Later in my late twenties, I met a spiritual teacher and leader. Her name was Anicca. Even though she was not really my spiritual teacher, and would be reminded of this regularly; I did enter in to a very dedicated service of Bhakti and Karma Yoga for 15 years. This was the hardest training I have ever been through. It is during this time that I began to become intimate with the 4d and the creator gods that reside there. After 15 years of arduous and rigorous training I was once again asked by my True Self to walk out of the life I knew. I had to… this time to save my LIFE.
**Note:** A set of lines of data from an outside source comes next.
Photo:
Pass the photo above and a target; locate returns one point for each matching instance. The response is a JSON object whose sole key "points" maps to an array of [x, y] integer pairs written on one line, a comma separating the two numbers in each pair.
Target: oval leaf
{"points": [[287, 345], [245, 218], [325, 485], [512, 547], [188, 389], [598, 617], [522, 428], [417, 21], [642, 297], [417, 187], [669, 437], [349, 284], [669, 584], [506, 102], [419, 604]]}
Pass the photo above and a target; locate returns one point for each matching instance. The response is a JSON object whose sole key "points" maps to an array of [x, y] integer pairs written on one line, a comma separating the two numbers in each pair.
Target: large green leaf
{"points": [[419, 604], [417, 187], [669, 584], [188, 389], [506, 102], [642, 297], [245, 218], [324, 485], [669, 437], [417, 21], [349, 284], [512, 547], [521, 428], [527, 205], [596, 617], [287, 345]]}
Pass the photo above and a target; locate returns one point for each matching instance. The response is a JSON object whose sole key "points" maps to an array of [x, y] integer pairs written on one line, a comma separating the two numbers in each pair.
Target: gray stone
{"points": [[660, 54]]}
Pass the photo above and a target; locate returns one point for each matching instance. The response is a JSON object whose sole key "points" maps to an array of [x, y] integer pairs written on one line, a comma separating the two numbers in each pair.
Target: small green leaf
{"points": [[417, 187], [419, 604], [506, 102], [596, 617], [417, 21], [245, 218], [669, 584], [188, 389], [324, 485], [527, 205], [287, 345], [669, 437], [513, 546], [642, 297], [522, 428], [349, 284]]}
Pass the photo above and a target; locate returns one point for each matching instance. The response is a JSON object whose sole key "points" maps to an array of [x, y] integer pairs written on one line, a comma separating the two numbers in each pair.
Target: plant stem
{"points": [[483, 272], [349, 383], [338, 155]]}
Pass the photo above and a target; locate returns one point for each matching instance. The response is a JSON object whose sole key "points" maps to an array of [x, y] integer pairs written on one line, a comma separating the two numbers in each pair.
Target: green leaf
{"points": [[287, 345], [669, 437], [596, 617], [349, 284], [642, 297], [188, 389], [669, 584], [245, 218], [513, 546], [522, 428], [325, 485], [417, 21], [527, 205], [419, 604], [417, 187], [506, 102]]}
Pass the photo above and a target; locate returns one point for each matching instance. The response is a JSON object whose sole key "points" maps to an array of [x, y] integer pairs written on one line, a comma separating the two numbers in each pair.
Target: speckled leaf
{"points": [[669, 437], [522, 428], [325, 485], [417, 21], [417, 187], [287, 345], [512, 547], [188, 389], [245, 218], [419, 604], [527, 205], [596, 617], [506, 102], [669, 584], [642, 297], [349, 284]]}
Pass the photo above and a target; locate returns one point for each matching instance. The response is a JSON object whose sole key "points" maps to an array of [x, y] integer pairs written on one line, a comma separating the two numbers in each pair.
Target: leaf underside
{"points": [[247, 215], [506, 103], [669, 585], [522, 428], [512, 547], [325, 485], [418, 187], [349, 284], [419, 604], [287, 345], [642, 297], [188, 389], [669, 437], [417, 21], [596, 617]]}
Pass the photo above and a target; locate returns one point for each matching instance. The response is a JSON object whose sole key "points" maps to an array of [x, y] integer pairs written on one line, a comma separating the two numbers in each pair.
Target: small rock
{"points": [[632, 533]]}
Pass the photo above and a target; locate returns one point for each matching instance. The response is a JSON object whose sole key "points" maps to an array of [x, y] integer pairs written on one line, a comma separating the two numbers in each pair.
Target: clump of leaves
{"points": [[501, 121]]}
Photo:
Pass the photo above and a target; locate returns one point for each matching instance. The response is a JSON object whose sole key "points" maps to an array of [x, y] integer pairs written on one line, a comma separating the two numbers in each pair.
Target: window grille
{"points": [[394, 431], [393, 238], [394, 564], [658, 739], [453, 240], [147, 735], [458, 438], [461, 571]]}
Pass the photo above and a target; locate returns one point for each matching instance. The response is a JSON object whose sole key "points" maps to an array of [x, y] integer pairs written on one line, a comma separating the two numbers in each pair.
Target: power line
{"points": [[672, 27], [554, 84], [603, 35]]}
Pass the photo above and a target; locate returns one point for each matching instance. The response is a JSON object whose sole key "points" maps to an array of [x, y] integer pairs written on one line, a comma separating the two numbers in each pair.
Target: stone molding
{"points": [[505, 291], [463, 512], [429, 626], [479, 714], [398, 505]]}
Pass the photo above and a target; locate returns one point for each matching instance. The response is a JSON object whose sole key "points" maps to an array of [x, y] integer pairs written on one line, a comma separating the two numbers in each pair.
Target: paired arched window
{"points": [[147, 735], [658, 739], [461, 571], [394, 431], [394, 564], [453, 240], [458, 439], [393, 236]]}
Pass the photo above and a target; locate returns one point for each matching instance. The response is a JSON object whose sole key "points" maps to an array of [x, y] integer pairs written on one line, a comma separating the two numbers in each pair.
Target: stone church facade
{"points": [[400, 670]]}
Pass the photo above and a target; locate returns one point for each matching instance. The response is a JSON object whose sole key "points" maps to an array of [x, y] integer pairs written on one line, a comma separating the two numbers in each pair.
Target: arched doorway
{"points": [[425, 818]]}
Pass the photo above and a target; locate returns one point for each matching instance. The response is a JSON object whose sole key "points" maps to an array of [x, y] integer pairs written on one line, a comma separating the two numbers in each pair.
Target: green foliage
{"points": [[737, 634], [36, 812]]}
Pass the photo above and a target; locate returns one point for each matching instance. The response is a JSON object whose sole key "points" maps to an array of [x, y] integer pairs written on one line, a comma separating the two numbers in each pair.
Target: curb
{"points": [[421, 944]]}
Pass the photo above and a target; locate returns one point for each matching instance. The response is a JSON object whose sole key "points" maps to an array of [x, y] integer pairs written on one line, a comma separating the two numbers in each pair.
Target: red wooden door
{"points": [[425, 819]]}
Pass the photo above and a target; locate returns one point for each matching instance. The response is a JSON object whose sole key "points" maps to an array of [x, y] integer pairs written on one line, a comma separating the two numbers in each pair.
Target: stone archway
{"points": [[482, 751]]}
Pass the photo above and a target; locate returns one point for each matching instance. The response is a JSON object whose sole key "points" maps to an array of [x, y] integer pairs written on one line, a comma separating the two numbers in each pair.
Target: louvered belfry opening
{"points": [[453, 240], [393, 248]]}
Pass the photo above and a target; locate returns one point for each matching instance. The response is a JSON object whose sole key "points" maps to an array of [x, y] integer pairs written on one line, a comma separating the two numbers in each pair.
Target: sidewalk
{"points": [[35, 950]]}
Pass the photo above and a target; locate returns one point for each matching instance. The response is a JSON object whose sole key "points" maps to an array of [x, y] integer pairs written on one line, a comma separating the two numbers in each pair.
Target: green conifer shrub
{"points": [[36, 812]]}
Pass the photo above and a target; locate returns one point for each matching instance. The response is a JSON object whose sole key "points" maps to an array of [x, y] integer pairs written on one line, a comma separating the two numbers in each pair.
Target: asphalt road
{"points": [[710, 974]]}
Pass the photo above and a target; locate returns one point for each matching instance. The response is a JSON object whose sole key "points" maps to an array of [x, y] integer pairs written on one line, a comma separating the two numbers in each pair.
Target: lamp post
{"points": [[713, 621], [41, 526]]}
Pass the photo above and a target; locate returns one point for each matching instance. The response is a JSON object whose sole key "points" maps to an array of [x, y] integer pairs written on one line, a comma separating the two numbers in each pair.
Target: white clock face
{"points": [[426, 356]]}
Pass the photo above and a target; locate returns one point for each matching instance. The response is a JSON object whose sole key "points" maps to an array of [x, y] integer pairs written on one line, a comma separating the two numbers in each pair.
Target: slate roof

As most children are asked, what age do you look forward to? My answer was always 50. I knew that my life would begin at 50…. and it did. This is when I really stated to became conscious and aware of what I was doing. Right around this time I received the word Solelation as the name and meaning of my work. For the last 10 or so years have I been consciously formulating Solelation into a Technique and Method which is accumulating into the development of The Solelation Foundation Mystery School.